Paperinik Nell'universo Disney Paperino non è l'unico personaggio che possieda un'identità segreta. Oltre al giustiziere Primula Rossa o allo spadaccino Zorro, all'epoca della pubblicazione della prima storia di Paperinik esistevano già storie in cui Pippo, grazie alle super-arachidi, diveniva SuperPippo, paladino dei deboli a Topolinia mentre solo in seguito sono stati introdotti nelle strisce disneyane altri analoghi "eroi mascherati" come, ad esempio, Paperinika, alter ego di Paperina, e Paper Bat, identità segreta di Paperoga.

All'inizio, secondo quanto pensato da Elisa Penna, il personaggio doveva essere una parodia di Diabolik delle sorelle Giussani, sulla falsariga di Dorellik interpretato nel 1967 in televisione e al cinema dal cantante-attore Johnny Dorelli. Fu poi Guido Martina che, comprendendo le potenzialità di un personaggio mascherato, decise di realizzare una storia solida dai tratti noir, supportato dai disegni di Giovan Battista Carpi.

Evidentemente influenzato dallo stesso Diabolik, nel personaggio confluirono anche aspetti della figura dell'eroe del romanzo d'appendice francese, come Rocambole, Arsenio Lupin e soprattutto Fantômas, ma sono evidenti anche le influenze degli eroi pulp del fumetto americano come The Shadow e Batman.
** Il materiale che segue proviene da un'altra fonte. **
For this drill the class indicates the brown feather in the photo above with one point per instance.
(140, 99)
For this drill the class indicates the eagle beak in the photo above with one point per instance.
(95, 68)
L'armamentario di Paperinik, infine, richiama alla memoria le armi sfoggiate nei romanzi e nei film di James Bond.

Paperinik Nella prima storia, "Paperinik il diabolico vendicatore", Paperino entra, per un caso fortunato, in possesso di Villa Rosa, dimora segreta del ladro gentiluomo Fantomius (il cui nome sembrerebbe un esplicito riferimento a Fantômas). Qui rinviene i suoi diari, le sue armi e il suo costume, un completo nero con un cinturone alla Batman. Con qualche piccola variazione (una V blu sul petto e un disco di metallo come borchia) questo sarà il suo primo costume, il cui mantello originale, completamente nero, sarà sostituito successivamente da uno blu all'esterno e rosso all'interno.

Con la seconda ("Paperinik alla riscossa") e ancor più con la terza storia ("Paperinik torna a colpire"), entrambe disegnate da Romano Scarpa, viene poi introdotta la mascherina nera che serve per distogliere l'attenzione dai lineamenti del viso e rendere quindi difficile il riconoscimento del papero sotto la maschera (tale riconoscimento, però, è reso difficile anche dal confronto caratteriale tra Paperinik e Paperino: uno grintoso e vincente, l'altro apparentemente pigro e perdente).